Das DAU-Projekt kann man durchaus als Menschenversuch bezeichnen. Hier eine Szene aus „Degenratia“.
Foto Phenomen Film

Berlin - Als Ilya Khrzhanovsky die Bühne des HAU betritt, wird er nur von einem Teil der Gäste mit Applaus begrüßt. Der Mann spaltet: Die einen nennen ihn arrogant und zynisch, die anderen charismatisch oder sogar genial. Er nimmt neben Kameramann Jürgen Jürges, Co-Regisseurin Katja Oertel und Ilya Permyakov Platz. Letzterer gilt als theoretischer Kopf des seit Jahren umstrittenen Großprojekts DAU. Auf der Berlinale werden zum ersten Mal zwei Filme vorgestellt, die im Rahmen von DAU entstanden: Sie heißen „Natasha“ und „Degeneratsia“ und wurden von den wenigsten im Saal gesehen.
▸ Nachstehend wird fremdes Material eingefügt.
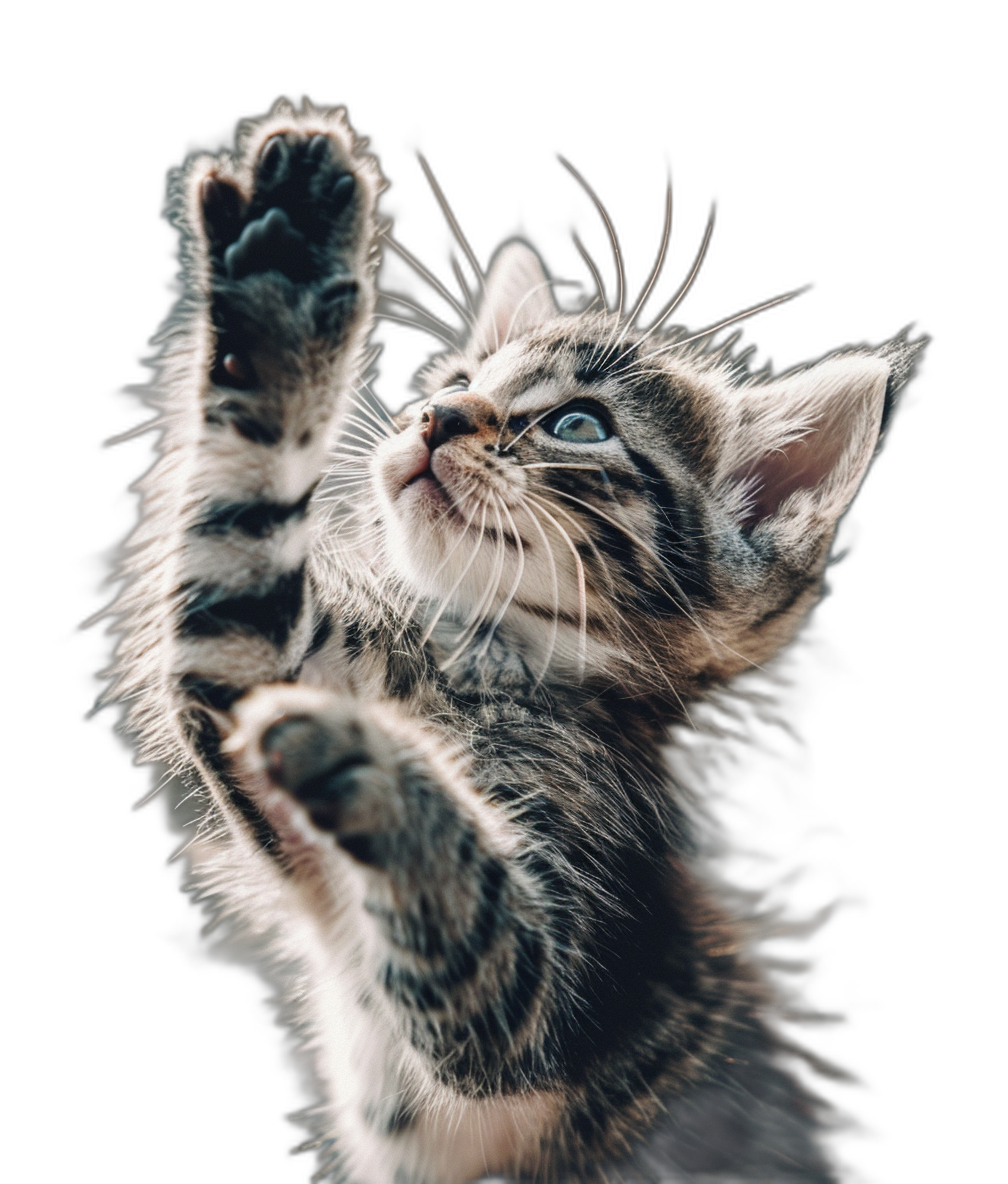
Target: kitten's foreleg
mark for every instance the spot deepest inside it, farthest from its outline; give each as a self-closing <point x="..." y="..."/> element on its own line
<point x="281" y="290"/>
<point x="464" y="956"/>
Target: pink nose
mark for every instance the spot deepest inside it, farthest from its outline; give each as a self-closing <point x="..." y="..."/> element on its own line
<point x="455" y="416"/>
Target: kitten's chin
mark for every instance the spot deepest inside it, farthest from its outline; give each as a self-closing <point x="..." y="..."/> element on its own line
<point x="423" y="496"/>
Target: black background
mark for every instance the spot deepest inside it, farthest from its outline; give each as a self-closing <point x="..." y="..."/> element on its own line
<point x="845" y="172"/>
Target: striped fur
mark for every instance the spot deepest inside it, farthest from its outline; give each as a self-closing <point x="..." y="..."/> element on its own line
<point x="425" y="679"/>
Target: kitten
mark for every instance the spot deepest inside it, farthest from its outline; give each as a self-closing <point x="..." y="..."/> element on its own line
<point x="429" y="681"/>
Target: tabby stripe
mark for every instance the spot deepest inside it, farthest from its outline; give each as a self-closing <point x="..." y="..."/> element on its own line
<point x="462" y="957"/>
<point x="271" y="612"/>
<point x="255" y="519"/>
<point x="205" y="739"/>
<point x="219" y="695"/>
<point x="678" y="532"/>
<point x="502" y="1017"/>
<point x="248" y="425"/>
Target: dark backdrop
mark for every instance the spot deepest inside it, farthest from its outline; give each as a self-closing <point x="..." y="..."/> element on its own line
<point x="842" y="174"/>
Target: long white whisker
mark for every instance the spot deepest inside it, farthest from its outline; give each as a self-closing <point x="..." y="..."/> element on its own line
<point x="364" y="397"/>
<point x="582" y="593"/>
<point x="456" y="230"/>
<point x="472" y="624"/>
<point x="513" y="591"/>
<point x="731" y="320"/>
<point x="612" y="240"/>
<point x="456" y="270"/>
<point x="422" y="271"/>
<point x="447" y="599"/>
<point x="546" y="544"/>
<point x="374" y="411"/>
<point x="653" y="278"/>
<point x="560" y="464"/>
<point x="415" y="600"/>
<point x="413" y="323"/>
<point x="615" y="607"/>
<point x="546" y="283"/>
<point x="648" y="551"/>
<point x="421" y="311"/>
<point x="687" y="283"/>
<point x="364" y="429"/>
<point x="590" y="264"/>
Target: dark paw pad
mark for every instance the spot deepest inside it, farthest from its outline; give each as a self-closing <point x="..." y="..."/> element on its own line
<point x="270" y="244"/>
<point x="299" y="216"/>
<point x="334" y="778"/>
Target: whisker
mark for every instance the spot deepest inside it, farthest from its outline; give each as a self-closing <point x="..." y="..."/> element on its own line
<point x="591" y="268"/>
<point x="456" y="270"/>
<point x="417" y="325"/>
<point x="687" y="283"/>
<point x="612" y="240"/>
<point x="562" y="464"/>
<point x="648" y="551"/>
<point x="620" y="615"/>
<point x="549" y="551"/>
<point x="421" y="311"/>
<point x="500" y="613"/>
<point x="731" y="320"/>
<point x="659" y="262"/>
<point x="479" y="612"/>
<point x="365" y="398"/>
<point x="586" y="536"/>
<point x="422" y="271"/>
<point x="456" y="230"/>
<point x="415" y="600"/>
<point x="447" y="599"/>
<point x="535" y="288"/>
<point x="582" y="593"/>
<point x="371" y="409"/>
<point x="539" y="418"/>
<point x="365" y="428"/>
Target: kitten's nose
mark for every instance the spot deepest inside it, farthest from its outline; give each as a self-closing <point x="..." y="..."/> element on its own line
<point x="440" y="423"/>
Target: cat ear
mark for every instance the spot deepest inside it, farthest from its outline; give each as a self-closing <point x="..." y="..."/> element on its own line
<point x="518" y="296"/>
<point x="803" y="443"/>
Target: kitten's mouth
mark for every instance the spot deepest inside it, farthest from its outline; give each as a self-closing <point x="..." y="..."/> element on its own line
<point x="429" y="490"/>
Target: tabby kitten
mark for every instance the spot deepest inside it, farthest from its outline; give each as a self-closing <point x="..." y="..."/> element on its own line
<point x="428" y="681"/>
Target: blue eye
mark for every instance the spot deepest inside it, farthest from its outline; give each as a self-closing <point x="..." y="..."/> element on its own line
<point x="579" y="428"/>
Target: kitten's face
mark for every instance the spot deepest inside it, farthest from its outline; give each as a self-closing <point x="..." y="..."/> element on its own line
<point x="616" y="506"/>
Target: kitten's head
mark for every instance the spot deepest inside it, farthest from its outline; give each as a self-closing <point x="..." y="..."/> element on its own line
<point x="622" y="506"/>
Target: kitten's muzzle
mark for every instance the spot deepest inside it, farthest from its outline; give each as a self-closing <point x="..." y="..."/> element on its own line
<point x="441" y="423"/>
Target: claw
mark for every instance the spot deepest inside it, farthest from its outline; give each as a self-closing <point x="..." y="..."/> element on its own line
<point x="273" y="160"/>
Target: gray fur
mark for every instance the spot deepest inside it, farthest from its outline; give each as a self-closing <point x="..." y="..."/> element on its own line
<point x="424" y="681"/>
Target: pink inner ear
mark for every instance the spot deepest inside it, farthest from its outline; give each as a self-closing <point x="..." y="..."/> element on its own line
<point x="802" y="464"/>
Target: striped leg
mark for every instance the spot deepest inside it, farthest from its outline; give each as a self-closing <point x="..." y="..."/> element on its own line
<point x="464" y="950"/>
<point x="282" y="262"/>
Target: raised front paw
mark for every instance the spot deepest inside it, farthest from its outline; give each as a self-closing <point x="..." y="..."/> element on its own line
<point x="289" y="231"/>
<point x="353" y="779"/>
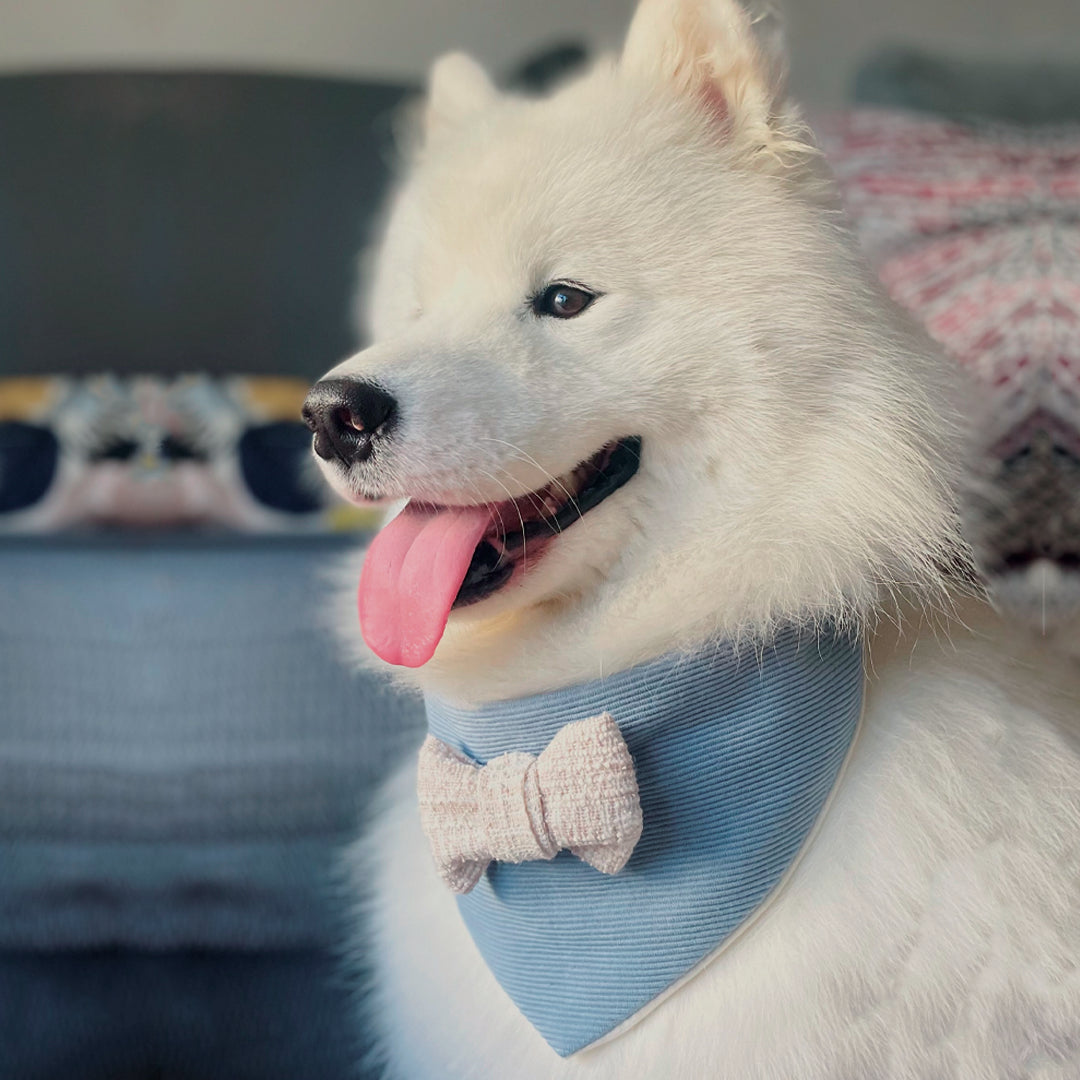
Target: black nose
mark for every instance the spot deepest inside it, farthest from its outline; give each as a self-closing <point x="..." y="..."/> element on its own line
<point x="347" y="417"/>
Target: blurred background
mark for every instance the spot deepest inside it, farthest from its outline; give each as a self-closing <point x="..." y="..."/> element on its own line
<point x="397" y="41"/>
<point x="185" y="186"/>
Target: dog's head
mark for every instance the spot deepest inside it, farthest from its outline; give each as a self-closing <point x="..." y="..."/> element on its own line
<point x="631" y="374"/>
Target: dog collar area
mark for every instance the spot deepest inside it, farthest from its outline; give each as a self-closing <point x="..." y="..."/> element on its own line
<point x="736" y="751"/>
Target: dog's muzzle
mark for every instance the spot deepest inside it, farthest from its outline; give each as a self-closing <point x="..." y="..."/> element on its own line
<point x="348" y="418"/>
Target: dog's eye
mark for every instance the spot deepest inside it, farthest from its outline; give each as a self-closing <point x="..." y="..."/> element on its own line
<point x="562" y="300"/>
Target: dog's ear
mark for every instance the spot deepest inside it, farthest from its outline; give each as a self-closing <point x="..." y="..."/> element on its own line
<point x="458" y="86"/>
<point x="719" y="54"/>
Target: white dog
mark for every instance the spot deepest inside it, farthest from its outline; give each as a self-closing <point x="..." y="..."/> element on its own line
<point x="646" y="402"/>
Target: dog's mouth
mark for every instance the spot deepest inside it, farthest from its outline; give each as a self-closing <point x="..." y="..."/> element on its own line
<point x="433" y="558"/>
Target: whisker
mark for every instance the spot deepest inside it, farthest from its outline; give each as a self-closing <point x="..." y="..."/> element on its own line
<point x="523" y="456"/>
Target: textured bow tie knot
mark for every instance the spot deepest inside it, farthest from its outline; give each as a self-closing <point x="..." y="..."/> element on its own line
<point x="579" y="794"/>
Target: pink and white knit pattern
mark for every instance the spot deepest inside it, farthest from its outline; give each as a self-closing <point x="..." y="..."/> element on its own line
<point x="976" y="231"/>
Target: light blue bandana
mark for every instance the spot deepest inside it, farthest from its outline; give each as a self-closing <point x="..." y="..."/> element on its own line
<point x="736" y="754"/>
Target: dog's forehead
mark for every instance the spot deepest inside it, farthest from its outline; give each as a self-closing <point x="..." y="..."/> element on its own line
<point x="530" y="179"/>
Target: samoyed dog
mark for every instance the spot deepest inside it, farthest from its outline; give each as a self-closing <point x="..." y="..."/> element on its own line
<point x="730" y="773"/>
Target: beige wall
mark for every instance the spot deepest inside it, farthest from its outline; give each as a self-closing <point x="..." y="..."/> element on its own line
<point x="400" y="37"/>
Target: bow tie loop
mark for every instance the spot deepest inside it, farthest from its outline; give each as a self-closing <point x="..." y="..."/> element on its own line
<point x="579" y="794"/>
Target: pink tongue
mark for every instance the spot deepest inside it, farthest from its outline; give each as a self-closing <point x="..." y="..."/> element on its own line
<point x="412" y="575"/>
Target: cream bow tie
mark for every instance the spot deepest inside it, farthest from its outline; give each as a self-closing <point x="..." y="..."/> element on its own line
<point x="580" y="793"/>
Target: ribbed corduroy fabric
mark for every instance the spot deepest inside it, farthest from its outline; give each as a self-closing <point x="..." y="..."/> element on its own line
<point x="736" y="753"/>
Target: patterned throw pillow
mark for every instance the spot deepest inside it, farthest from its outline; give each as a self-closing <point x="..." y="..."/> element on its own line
<point x="976" y="231"/>
<point x="161" y="453"/>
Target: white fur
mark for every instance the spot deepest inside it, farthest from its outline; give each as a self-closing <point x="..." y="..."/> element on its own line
<point x="796" y="458"/>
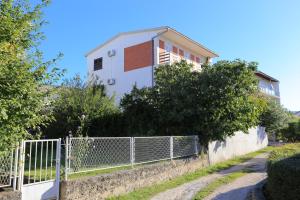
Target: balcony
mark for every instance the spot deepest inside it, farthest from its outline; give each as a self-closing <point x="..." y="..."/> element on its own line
<point x="169" y="58"/>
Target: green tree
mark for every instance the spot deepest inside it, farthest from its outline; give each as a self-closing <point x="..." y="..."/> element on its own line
<point x="22" y="72"/>
<point x="140" y="105"/>
<point x="228" y="99"/>
<point x="214" y="103"/>
<point x="292" y="132"/>
<point x="77" y="106"/>
<point x="275" y="118"/>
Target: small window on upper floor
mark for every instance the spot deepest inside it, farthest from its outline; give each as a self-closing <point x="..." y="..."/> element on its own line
<point x="98" y="64"/>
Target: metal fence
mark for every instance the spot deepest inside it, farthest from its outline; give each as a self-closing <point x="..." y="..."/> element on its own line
<point x="6" y="167"/>
<point x="9" y="168"/>
<point x="92" y="153"/>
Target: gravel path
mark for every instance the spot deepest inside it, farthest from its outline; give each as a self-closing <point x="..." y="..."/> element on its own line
<point x="240" y="188"/>
<point x="188" y="190"/>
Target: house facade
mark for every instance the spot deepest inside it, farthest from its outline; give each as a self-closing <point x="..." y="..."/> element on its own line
<point x="268" y="85"/>
<point x="130" y="58"/>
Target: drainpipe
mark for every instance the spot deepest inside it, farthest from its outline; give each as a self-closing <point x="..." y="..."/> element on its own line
<point x="159" y="34"/>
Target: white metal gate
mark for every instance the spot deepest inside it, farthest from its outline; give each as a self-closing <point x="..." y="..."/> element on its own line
<point x="40" y="169"/>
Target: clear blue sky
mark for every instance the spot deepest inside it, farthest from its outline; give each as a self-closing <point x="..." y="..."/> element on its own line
<point x="266" y="31"/>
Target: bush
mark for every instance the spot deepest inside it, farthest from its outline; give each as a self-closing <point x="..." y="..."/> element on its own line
<point x="284" y="173"/>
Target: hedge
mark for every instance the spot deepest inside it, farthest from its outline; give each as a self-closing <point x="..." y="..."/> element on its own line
<point x="284" y="173"/>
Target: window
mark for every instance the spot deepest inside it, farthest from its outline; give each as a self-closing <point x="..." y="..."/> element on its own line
<point x="98" y="64"/>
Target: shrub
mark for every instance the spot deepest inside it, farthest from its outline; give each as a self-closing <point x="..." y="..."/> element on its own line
<point x="284" y="173"/>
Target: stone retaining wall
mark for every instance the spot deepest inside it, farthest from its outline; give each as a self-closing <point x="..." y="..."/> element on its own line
<point x="102" y="186"/>
<point x="237" y="145"/>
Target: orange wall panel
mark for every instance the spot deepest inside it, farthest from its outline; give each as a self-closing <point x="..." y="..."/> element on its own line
<point x="138" y="56"/>
<point x="175" y="50"/>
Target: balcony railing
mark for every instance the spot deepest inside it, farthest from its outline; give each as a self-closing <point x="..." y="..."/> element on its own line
<point x="169" y="58"/>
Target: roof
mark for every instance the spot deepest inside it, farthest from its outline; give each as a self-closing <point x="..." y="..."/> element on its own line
<point x="161" y="31"/>
<point x="265" y="76"/>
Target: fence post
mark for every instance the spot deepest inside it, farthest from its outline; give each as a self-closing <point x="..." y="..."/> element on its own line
<point x="57" y="166"/>
<point x="132" y="153"/>
<point x="16" y="167"/>
<point x="171" y="147"/>
<point x="66" y="158"/>
<point x="196" y="144"/>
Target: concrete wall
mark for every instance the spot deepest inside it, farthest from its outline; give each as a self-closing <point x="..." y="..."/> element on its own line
<point x="237" y="145"/>
<point x="102" y="186"/>
<point x="10" y="195"/>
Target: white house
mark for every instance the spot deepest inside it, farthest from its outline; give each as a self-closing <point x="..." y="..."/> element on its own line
<point x="268" y="85"/>
<point x="130" y="58"/>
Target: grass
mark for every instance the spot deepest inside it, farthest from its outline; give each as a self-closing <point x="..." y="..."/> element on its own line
<point x="210" y="188"/>
<point x="97" y="172"/>
<point x="148" y="192"/>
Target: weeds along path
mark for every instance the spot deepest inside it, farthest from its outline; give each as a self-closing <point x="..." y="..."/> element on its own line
<point x="188" y="190"/>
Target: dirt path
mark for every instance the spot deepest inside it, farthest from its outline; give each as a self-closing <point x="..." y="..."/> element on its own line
<point x="188" y="190"/>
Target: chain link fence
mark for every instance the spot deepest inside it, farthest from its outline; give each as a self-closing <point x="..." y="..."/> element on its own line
<point x="6" y="167"/>
<point x="93" y="153"/>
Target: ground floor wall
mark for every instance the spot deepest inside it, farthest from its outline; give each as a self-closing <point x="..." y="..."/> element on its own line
<point x="10" y="195"/>
<point x="102" y="186"/>
<point x="239" y="144"/>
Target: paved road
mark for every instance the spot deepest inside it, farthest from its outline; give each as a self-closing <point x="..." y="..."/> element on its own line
<point x="237" y="190"/>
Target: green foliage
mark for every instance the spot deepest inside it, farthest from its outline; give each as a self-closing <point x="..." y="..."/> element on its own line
<point x="228" y="97"/>
<point x="23" y="100"/>
<point x="213" y="103"/>
<point x="139" y="105"/>
<point x="274" y="117"/>
<point x="284" y="173"/>
<point x="77" y="107"/>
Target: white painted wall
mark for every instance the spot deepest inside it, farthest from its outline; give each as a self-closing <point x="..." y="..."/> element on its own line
<point x="237" y="145"/>
<point x="113" y="67"/>
<point x="269" y="87"/>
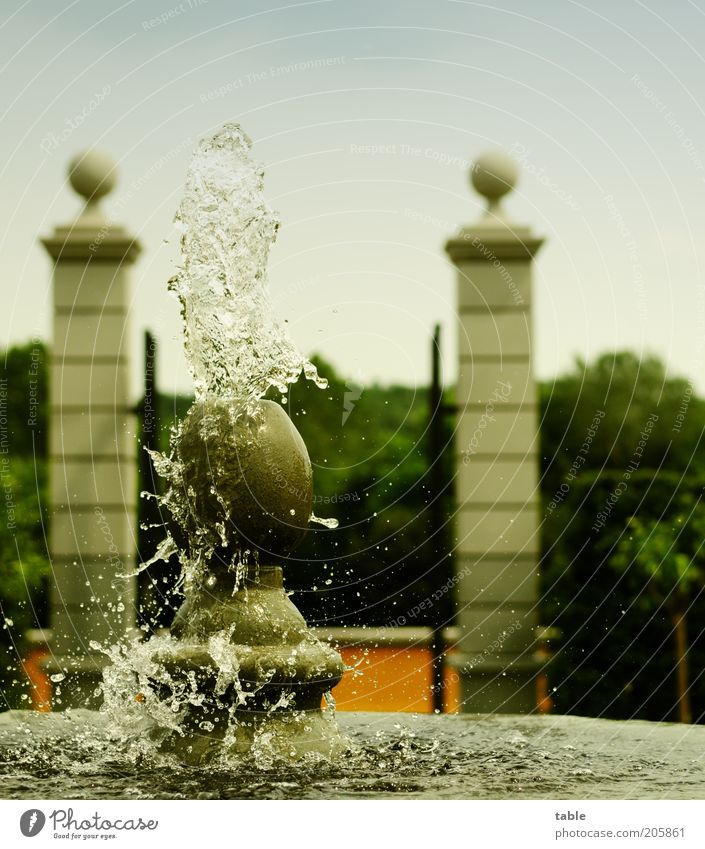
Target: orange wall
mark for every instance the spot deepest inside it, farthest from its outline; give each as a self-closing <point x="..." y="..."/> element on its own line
<point x="392" y="679"/>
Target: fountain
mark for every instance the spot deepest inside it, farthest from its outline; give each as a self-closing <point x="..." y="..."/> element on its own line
<point x="229" y="705"/>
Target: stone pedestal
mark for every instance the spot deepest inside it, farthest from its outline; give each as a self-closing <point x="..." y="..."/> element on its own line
<point x="497" y="445"/>
<point x="92" y="439"/>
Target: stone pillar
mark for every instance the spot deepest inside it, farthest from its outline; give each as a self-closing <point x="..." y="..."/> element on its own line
<point x="92" y="439"/>
<point x="497" y="445"/>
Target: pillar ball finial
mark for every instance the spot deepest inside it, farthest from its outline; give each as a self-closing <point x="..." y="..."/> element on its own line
<point x="93" y="174"/>
<point x="493" y="175"/>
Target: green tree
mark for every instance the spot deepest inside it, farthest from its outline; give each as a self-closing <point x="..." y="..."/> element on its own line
<point x="667" y="555"/>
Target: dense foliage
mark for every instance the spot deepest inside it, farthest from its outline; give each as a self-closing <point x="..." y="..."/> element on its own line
<point x="622" y="482"/>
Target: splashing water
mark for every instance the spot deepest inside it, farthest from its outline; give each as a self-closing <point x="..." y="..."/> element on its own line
<point x="235" y="347"/>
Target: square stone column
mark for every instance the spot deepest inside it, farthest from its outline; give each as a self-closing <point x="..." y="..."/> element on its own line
<point x="497" y="445"/>
<point x="92" y="440"/>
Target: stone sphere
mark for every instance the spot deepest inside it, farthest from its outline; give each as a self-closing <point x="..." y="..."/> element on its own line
<point x="252" y="474"/>
<point x="93" y="174"/>
<point x="493" y="174"/>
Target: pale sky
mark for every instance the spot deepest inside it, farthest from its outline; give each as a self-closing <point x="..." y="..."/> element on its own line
<point x="600" y="102"/>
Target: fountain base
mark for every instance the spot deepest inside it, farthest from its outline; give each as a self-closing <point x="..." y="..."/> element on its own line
<point x="243" y="672"/>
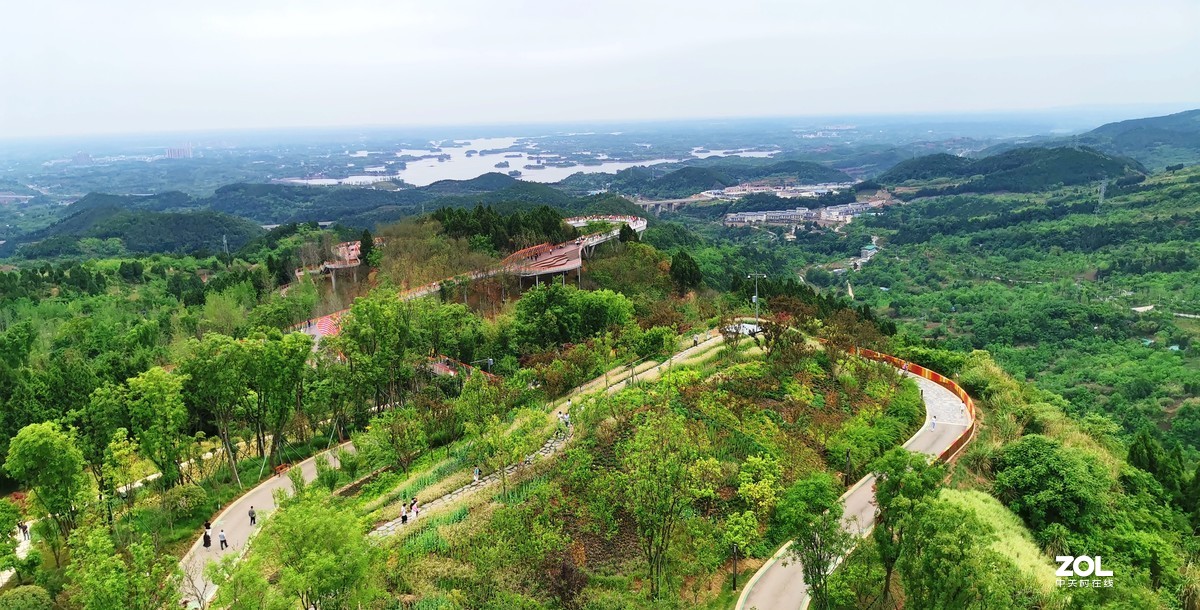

Umso höher schlugen die Wellen im Vorfeld. Die anonym erhobenen Vorwürfe wiegen schwer. Es geht um Machtmissbrauch, Nötigung, Mobbing, Gehirnwäsche. Handelt es sich bei DAU vielleicht sogar um so etwas wie eine Sekte? Oder nur um eine brillante Geschäftsidee, die den westeuropäischen Förderern und russischen Oligarchen die Millionen aus der Tasche zieht, um mal so richtig die Sau rauszulassen?

Die entfesselte Idee

Wir erfahren, dass DAU zunächst als konventioneller, dreiteiliger Film geplant war, als Biopic über den sowjetischen Wissenschaftler Lew Landau, gedreht von verschiedenen Kameramännern in St. Petersburg, Charkiw und Moskau. Dass alle Rollen von Laien besetzt werden sollten, stand damals schon fest. An einem bestimmten Punkt begriff der Regisseur jedoch, dass dem Gegenstand mit den Regeln des konventionellen Kinos nicht beizukommen war. An diesem Punkt wurde die Idee zum Lebensraum DAU geboren: einer künstlichen, in allen Details der UdSSR nachempfunden Stadt, in der die Mitwirkenden über Jahre hinweg zusammen lebten und arbeitenden.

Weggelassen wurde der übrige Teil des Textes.